The FTX debacle revealed regulatory failings that could have happened to any securities firm in the past, such as the misappropriation of client funds and improper manipulation of client assets. Such accidents are rare at securities firms today simply because the government has effectively regulated the securities industry so that casualties are kept to a minimum, and small investors are given the protection they deserve.
It is misleading to think that a decentralized world does not need regulation. On the way to the “vacuum” of the “last mile” into a genuinely decentralized world, the lack of effective regulation and the series of accidents that have caused the collapse of virtual currency exchanges is enough to cause the government to seriously consider effective regulation of the operation of these virtual asset exchanges.
Regulated business operations and effective policies can protect investors
Of course, this raises an important question: How to regulate? For traditional financial institutions such as banks or securities banks, their client assets are “real assets” such as funds or securities, which are easily legally defined with relatively clear standards and thus set relatively straightforward regulations and supervision. However, so far, the regulatory authorities of many countries have yet to have a clear concept of the supervision of virtual asset transactions.

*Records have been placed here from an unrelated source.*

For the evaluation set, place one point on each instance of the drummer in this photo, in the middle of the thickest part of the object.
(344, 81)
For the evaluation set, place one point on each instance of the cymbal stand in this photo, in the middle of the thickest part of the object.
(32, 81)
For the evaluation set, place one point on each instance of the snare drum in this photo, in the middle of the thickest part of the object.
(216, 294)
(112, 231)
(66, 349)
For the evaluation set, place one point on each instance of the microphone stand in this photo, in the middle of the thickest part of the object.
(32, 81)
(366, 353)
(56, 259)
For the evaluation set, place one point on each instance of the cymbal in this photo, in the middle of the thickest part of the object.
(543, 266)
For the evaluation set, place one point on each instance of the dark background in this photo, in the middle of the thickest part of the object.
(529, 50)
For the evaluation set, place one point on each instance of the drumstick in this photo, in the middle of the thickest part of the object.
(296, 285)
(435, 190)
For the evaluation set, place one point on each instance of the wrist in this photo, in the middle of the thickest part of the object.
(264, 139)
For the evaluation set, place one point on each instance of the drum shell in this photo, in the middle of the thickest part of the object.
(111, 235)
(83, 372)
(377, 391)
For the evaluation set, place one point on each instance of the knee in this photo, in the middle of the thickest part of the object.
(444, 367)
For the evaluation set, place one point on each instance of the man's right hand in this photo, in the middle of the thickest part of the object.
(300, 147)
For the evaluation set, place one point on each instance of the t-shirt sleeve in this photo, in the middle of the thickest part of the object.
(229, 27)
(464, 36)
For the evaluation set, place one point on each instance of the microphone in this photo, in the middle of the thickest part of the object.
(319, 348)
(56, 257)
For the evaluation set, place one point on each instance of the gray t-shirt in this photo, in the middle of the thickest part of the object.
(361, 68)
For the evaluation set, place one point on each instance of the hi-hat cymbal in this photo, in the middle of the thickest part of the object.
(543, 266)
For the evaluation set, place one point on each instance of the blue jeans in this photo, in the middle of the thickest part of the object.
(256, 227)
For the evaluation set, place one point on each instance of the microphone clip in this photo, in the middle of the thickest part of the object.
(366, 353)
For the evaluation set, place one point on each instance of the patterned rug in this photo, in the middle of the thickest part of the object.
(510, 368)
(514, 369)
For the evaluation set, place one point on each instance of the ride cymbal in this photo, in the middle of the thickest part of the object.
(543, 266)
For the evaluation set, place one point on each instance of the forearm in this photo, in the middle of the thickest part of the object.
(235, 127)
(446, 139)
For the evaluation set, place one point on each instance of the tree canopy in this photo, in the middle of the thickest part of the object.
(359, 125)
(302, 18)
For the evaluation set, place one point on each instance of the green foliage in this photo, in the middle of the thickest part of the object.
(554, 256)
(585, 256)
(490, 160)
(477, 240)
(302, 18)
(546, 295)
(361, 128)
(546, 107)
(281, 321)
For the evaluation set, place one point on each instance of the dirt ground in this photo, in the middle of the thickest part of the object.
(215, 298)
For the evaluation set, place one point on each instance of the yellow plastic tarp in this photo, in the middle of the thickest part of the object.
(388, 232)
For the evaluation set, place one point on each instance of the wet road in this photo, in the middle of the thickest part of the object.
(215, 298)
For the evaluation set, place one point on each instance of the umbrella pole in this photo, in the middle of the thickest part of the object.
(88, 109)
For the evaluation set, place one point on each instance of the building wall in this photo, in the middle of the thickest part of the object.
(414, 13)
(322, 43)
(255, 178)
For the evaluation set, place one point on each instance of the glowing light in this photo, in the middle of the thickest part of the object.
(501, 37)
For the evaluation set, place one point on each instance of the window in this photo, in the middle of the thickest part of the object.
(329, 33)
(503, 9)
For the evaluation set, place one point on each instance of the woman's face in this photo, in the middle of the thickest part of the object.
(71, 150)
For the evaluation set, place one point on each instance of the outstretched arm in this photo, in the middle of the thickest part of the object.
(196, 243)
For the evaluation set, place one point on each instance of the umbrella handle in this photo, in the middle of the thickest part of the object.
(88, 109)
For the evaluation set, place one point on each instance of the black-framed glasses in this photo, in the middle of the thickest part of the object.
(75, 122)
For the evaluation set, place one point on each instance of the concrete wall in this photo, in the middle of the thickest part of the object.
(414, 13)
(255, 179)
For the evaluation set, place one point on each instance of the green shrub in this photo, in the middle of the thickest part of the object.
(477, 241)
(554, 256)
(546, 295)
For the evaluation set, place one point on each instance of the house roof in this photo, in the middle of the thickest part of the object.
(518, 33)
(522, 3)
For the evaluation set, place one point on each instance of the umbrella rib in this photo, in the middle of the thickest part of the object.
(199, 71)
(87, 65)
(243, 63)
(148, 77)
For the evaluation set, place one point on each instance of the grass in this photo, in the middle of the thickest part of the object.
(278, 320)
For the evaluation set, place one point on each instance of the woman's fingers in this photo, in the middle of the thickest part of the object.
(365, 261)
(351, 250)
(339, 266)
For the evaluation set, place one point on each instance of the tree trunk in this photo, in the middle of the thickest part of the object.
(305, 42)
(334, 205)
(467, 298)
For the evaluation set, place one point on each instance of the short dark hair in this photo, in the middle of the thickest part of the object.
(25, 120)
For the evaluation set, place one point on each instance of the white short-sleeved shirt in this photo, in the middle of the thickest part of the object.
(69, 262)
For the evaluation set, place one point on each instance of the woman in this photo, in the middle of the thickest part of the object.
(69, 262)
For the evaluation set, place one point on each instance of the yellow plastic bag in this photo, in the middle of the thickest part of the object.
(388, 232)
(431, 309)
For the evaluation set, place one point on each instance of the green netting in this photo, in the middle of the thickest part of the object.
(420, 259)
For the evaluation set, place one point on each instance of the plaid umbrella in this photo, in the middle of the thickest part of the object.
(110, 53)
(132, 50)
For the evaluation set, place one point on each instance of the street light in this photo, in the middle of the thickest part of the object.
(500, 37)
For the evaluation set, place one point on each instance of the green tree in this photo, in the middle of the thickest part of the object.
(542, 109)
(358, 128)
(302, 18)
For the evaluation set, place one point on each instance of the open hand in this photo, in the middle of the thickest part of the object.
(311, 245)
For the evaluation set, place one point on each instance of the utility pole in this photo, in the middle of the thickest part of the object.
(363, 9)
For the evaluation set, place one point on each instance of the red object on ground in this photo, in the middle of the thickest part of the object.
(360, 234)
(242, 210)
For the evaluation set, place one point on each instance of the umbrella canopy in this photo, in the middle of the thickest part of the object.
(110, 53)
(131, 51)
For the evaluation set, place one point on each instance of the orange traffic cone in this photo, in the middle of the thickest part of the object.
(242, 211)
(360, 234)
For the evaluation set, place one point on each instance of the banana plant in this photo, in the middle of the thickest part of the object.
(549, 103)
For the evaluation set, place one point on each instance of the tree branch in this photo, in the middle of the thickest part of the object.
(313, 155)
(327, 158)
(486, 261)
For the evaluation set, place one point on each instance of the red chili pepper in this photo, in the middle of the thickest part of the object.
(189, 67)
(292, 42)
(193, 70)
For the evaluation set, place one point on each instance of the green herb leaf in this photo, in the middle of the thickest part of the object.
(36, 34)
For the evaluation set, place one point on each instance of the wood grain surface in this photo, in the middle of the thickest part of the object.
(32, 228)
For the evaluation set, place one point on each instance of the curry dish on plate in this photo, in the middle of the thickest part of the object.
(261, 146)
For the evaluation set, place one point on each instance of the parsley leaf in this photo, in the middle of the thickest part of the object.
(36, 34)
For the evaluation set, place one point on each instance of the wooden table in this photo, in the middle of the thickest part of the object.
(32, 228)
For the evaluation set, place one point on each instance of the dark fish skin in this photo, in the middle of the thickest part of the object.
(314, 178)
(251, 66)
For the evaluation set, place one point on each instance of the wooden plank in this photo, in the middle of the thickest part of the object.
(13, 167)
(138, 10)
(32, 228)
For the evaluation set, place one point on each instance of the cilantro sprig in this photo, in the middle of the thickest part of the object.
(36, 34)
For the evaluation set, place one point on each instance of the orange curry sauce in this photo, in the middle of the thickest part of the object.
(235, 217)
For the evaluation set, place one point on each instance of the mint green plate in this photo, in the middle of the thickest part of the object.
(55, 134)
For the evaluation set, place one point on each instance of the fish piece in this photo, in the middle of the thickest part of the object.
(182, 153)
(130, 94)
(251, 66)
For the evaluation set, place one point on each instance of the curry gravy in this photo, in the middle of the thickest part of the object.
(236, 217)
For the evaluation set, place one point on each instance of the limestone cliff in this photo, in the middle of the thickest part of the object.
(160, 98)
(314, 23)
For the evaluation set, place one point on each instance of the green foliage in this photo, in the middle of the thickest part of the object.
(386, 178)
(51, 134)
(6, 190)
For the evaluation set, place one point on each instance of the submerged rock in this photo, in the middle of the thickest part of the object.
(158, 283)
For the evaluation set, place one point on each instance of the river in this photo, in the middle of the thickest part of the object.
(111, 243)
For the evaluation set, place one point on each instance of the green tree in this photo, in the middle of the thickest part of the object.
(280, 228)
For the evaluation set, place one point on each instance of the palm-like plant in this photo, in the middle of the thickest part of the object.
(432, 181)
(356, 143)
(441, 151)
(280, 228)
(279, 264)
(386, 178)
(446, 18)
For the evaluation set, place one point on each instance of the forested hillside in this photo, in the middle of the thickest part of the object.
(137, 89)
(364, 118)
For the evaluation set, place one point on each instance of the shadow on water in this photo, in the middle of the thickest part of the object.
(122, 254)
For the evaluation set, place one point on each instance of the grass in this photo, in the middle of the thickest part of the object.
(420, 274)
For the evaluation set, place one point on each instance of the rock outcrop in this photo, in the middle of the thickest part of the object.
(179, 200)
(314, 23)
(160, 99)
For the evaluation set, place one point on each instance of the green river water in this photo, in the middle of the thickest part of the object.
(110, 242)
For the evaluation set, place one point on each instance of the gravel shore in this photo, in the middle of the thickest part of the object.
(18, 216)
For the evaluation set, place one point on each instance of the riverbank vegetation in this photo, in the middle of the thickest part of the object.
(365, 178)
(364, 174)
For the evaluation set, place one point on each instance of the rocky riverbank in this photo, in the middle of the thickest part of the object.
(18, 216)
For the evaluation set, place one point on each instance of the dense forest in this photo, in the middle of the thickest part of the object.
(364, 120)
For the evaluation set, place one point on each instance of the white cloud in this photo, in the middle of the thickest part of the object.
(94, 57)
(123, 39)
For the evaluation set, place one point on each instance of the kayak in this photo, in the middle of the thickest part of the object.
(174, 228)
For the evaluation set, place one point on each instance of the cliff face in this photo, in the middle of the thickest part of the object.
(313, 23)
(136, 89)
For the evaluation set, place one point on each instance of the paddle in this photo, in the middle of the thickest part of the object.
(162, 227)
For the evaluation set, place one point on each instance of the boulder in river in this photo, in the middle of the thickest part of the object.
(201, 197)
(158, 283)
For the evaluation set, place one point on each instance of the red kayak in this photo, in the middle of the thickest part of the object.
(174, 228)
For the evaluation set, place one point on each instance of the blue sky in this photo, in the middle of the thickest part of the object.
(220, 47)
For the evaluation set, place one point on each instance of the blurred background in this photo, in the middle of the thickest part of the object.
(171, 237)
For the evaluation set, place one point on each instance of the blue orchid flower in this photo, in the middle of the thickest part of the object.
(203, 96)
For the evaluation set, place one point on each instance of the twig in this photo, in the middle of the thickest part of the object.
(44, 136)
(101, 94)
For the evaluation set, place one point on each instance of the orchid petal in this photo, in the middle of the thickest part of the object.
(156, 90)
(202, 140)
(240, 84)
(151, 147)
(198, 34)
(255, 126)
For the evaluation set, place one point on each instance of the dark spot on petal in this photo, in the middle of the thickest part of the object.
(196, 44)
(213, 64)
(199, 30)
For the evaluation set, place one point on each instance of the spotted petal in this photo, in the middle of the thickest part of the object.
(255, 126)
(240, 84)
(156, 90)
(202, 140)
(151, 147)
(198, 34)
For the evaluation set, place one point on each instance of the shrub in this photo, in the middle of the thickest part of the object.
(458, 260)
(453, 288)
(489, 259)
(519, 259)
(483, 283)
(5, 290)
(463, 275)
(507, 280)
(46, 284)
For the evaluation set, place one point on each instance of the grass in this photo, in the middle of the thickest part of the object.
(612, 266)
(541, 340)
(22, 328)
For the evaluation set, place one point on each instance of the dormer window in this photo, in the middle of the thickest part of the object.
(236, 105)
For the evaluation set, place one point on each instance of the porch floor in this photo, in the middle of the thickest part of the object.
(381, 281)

Precise definitions of virtual assets and even exchanges must be made more accessible.
Remember that the Monetary Authority of Singapore issued a Proposed Regulatory Measures for Digital Payment Token Services in late October that proposed tighter regulation of cryptocurrencies, including a ban on retail lending, To allow them to conduct cryptocurrency transactions, require local operators of virtual crypto assets to separate corporate and client support, and restrict local stablecoin issuance, to protect investors.
To sum up, it is necessary to strengthen the regulation of virtual asset trading, standardize operators and provide adequate investor policy protection. There is still a “last mile” blank area for the real decentralized world, and the government must regulate the virtual asset trading market effectively. And the answer is also apparent.